Wither, by Lauren DeStefano
Wither, by Lauren DeStefano

At the age of sixteen, Rhine only has four more years left to live. Two generations ago, scientists found a way to create genetically perfect humans, impervious to all known diseases or mutations. But something went wrong, and the children of this first generation of perfect humans die inexplicably at a very young age: girls at the age of twenty, boys at the age of twenty-five. Geneticists are racing against time to find an antidote, but as the first generation dies out, the world is full of poverty, starvation, and orphans hoping to find some meaning before they die before their time.

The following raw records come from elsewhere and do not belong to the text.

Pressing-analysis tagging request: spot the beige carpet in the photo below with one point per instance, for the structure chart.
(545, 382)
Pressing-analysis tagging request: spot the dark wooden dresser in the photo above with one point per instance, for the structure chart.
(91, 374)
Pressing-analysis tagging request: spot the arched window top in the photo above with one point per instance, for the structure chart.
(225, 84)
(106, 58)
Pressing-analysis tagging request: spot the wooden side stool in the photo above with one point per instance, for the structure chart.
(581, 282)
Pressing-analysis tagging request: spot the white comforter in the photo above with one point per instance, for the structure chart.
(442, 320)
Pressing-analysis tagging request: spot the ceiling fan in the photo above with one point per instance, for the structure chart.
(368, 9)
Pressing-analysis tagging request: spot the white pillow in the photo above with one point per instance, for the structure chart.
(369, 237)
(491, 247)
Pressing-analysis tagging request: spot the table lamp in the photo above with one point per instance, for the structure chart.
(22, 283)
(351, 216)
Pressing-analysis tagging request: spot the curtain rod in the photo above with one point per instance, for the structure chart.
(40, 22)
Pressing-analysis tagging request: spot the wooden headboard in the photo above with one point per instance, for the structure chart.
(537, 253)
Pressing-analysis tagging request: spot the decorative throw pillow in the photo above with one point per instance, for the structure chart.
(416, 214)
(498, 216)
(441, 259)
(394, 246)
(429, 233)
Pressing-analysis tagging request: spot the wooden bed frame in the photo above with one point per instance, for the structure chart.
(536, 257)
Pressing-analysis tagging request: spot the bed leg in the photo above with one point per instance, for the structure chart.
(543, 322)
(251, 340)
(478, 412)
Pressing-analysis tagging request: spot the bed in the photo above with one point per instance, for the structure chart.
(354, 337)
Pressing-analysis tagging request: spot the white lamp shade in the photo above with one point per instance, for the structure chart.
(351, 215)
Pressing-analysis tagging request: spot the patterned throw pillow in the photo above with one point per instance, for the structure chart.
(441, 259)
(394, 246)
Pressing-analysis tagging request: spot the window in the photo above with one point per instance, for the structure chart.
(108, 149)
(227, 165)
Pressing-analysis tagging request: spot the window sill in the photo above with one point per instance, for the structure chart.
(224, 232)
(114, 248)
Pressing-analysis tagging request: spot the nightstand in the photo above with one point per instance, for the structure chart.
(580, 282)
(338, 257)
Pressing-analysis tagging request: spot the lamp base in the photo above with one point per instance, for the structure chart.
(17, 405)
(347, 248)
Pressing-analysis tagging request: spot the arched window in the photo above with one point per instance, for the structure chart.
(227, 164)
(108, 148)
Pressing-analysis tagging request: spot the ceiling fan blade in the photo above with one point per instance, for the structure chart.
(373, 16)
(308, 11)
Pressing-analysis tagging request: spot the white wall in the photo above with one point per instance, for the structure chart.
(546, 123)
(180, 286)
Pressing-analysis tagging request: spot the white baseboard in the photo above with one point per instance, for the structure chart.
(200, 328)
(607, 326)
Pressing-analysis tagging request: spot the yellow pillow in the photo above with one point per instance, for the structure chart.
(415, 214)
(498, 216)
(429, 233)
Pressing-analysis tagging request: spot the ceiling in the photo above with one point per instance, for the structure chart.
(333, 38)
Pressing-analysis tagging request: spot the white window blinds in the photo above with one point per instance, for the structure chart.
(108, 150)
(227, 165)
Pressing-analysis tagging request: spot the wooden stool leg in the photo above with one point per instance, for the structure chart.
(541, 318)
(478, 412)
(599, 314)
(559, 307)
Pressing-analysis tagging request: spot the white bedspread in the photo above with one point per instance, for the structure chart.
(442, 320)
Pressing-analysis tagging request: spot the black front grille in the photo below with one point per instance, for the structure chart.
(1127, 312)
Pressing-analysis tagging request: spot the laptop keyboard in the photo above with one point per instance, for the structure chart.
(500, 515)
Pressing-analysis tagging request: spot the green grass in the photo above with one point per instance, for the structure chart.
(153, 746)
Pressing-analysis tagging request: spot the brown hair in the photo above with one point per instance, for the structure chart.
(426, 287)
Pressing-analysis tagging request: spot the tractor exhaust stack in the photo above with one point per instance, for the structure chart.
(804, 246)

Rhine is kidnapped and sold as a wife to a young Governor. She is one of three other girls–her sisterwives–who are expected to produce heirs for their husband before he, or they, die. Due to her resemblance to the Governor’s first wife, Rhine is automatically given preferential treatment. But no matter how gilded her cage is, Rhine knows that she is a captive and longs to break free and find her brother before she dies. Soon, she builds a connection with one of the servants in the house, a young man named Gabriel. Their friendship is forbidden, but as it grows into romance Rhine sees what might be her only chance to escape the Governor and find love.

I really loved the concept of this novel. The theme of mortality and time was palpable in every sentence, a current of tension that kept the novel flowing quickly. Rhine has seen many people die when they reach the end of their teen years, but that makes her trepidation no less terrifying. How is she supposed to live a fulfilling life when she only has twenty years to live? And how can she find love–and shape her own destiny–when she is kept as an unwilling wife by a powerful man?

There isn’t a lot of action in this book, so most of the focus is on Rhine and her relationships with the Governor, her sisterwives, and Gabriel. I found each relationship to be unique but believable, even her tentative friendship with the man she should hate, the pathetic and weak-willed Governor. She grows to love both her sisterwives despite their divergent personalities, and I found these friendship to be some of the most compelling in the novel. I wasn’t particularly moved by her growing romance with Gabriel, and found their relationship to be somewhat tepid throughout the book.

Overall, I enjoyed this novel. The pace lagged during a few scenes, but the concept was compelling, the characters were unique and well-drawn, and Rhine made for a sympathetic protagonist.

One Comment

  1. Steven Robinette
    Reply

    Yeah, that’s definitely a cool premise. I wonder if she’s a fan of Atwood.